Convert 4 byte utf8 to two surrogate utf16 and back not implemented
rovasiras opened this issue · comments
Converter function utf8s to utf16 has not capatiblity 4 byte utf8s to two utf16 surrogates and back. It could be resolved with
4 utf8->utf32->2 utf16 surrogates conversion. See: Unicode faq about "utf8, utf16, utf32".
The back conversion is implementable with same logic. The utf8s first byte xf0 to xf7.
It needs for languages/scripts which are in the codearea >0xffff. I think, for example Old Hungarian scripts.
@caolanm what do you think?
Theoretically, C++11 provides such transformations in the <codecvt>
header, and WinAPI in the functions MultiByteToWideChar/WideCharToMultiByte. But <codecvt>
is deprecated in C++17 and WinAPI is available only on Windows and require two iterations over the string.

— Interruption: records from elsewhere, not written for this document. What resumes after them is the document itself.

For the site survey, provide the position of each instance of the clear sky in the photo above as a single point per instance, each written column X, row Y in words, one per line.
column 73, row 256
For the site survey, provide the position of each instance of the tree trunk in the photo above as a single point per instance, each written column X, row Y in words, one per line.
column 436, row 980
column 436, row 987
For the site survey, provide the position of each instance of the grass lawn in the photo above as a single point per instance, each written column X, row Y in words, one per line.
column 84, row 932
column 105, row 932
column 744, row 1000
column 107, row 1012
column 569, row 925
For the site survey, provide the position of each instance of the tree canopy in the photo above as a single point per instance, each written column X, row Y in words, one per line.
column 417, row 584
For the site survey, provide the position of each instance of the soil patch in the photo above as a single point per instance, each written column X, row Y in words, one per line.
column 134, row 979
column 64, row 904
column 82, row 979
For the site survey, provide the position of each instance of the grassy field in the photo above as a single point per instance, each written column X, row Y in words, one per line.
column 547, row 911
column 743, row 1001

Theoretically, C++11 provides such transformations in the
<codecvt>
header, and WinAPI in the functions MultiByteToWideChar/WideCharToMultiByte. But<codecvt>
is deprecated in C++17 and WinAPI is available only on Windows and require two iterations over the string.
@cuellius I know it well. I wrote about hunspell/csutil.cxx file's u16_u8 and u8_u16 functions!

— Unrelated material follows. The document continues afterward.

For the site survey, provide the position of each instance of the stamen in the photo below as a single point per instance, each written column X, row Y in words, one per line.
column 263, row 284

@caolanm In the hunspell/csutil.cxx source code commented in u8_u16 and u16_u8 functions as conversion 4 utf8 byte are not implemented yet.

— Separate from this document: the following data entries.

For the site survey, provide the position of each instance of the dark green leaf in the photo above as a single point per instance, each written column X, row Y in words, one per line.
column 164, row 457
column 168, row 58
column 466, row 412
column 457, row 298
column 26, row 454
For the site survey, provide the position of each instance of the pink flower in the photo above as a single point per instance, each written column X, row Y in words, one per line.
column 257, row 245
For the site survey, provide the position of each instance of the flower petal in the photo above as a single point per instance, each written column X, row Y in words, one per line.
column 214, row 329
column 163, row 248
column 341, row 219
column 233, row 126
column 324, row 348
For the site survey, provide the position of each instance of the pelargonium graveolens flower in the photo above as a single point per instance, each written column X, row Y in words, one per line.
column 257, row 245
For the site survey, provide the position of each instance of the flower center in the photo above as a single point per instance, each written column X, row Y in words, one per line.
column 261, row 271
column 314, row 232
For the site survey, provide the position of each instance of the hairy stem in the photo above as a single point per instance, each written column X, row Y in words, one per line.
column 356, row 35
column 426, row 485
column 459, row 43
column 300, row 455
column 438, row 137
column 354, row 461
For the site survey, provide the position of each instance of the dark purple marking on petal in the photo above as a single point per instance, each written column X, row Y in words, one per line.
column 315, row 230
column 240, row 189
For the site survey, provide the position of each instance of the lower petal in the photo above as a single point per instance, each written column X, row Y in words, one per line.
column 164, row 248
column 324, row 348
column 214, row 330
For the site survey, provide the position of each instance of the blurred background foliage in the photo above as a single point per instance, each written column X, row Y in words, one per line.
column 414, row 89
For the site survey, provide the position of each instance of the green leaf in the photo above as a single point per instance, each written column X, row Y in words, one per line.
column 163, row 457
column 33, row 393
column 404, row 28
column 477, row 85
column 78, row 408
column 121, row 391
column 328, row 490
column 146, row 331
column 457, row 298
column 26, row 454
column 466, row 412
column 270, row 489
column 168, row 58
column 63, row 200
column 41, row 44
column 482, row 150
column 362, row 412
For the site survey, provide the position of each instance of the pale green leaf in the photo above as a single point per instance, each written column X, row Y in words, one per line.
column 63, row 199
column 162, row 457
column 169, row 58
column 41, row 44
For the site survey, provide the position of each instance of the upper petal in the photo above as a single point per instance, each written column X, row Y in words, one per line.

I think, the algorithm in #851 (comment) is could be useful.
See: Unicode faq about "utf8, utf16 utf32"
@caolanm I'm working on it.
@caolanm There is in the Unicode standard 15.0 version arabic extension, which section is upper than 0xFFFF code.
However I promissed, I will to do prepare this problem, I can not. I have a lot of another works.